¡Pues vaya! He vuelto de los días relajantes en Londres que nos permitía este puente y me encuentro con que el Informe PISA, que es la valoración internacional del rendimiento de nuestro alumnado y que compara todos los países, sitúa a España en un nivel medio y a Andalucía por debajo de él, de tal manera que ahora está Andalucía en el punto de mira de todos y algunos hasta parece que disfrutan. Por cierto me fascinó Londres, su realidad y su fantasía, su niebla casi constante, su anochecer a las cuatro de la tarde, sus casas y chimeneas, recordar a Mary Poppins, Peter Pan y el idioma del que no entendía nada. Todo llano, todo libre, todo casi silencioso, todo bastante diferente hasta el punto que casi comprendo el brexit o al menos respeto que hagan lo que quieran aunque vea un follón conducir por la izquierda.

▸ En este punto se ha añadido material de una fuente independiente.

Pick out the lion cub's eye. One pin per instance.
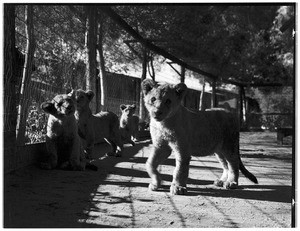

Pero bajemos a la realidad y a lo nuestro donde se sigue hablando de lo mismo, desde las palabras estúpidas del alcalde de Alcorcón, la detención del estafador de la niña enferma, el ambiente navideño como de rondón, colándose, ese ataque a Andalucía desde el Informe Pisa que ya me han puesto de mal humor porque en Andalucía se enseña bien y honestamente, no como otros que tergiversan la historia, y yo doy fe porque lo he vivido. Empezaré por decir que no quiero dudar de estas pruebas aunque sí de su valoración cuantitativa y de sus ganas de fastidiar, nosotros sabemos evaluarnos bien e intentaré llegar adónde me propongo. En todo proceso educativo hay tres factores que influyen: la escuela, la familia y la sociedad y todo ello con la idiosincrasia particular de cada lugar. Lo mismo que las leyes deben ser iguales para todos, no en todos las sociedades se aceptan del mismo modo. Lo mismo que las enseñanzas son iguales para todos, 00 los estamentos educativos las aplican igual. Y lo mismo que las familias deberían saber sus responsabilidades para con sus hijos e hijas, que son iguales, no todas las cumplen igual. Todo esto lo digo porque es lo que hay que analizar al proponer unos datos. Y yo no me creo que Andalucía esté por debajo aunque sé que Andalucía tiene su problemática particular y no está bien medir a todos por el mismo rasero.
Veamos. El sistema educativo adolece de mucha burocracia pero pretende enseñar. El profesorado en una gran mayoría es un colectivo entregado y preocupado, enseña realmente, se pasa el día enseñando y educando, no hace otra cosa en el tiempo que dedica a estar con su alumnado.

La sociedad a veces se desvía de sus normas de convivencia y responsabilidad mostrando ejemplos cuestionables. Las familias tampoco ponen la educación de sus hijos como prioritaria tanto dentro como fuera de su seno. La familia es lo más importante y dónde puede estar el quid de la ausencia de unos hábitos que complementen a la escuela.

El niño o la niña, inmersos en este maremagnum contradictorio en el que no se le explica ni se le enseña con ejemplos la razón para aprender en su tiempo, que es lo único que tienen qué hacer, no sabe dónde mirar, si a la escuela, a la familia o a la sociedad si no van de acuerdo en todo lo que se debe transmitir desde siempre. Y se confunden y se desmotivan.

Se evalúa la lectura. Hay que leer todos los días un rato en casa. Se evalúan las matemáticas, hay que favorecer el pensamiento lógico todos los días. Y se evalúan las ciencias naturales y eso hay que hacerlo todos los días, a los niños y niñas les gustan. Hay que complementar en la casa, acompañarles, sí sólo acompañarles, a realizar de forma lúdica todas estas tareas. A los adolescentes también. Hábitos, hábitos y hábitos de estudio. ¿Esto se hace en Andalucía? Yo sinceramente creo que en la mayoría de las casas no, hay mucha prisa, no se tiene claro lo que hacer. Y no estoy dispuesta a pensar que nuestros niños y niñas son más tontos que nadie ni nuestros maestros y maestras peores que nadie. Yo lo he sido y siempre pienso en aquella canción de Serrat que bastante razón lleva: “Y no se preocupe, maestra, usted no sabía que su perfume no es el mismo que el que nos hacen respirar fuera”.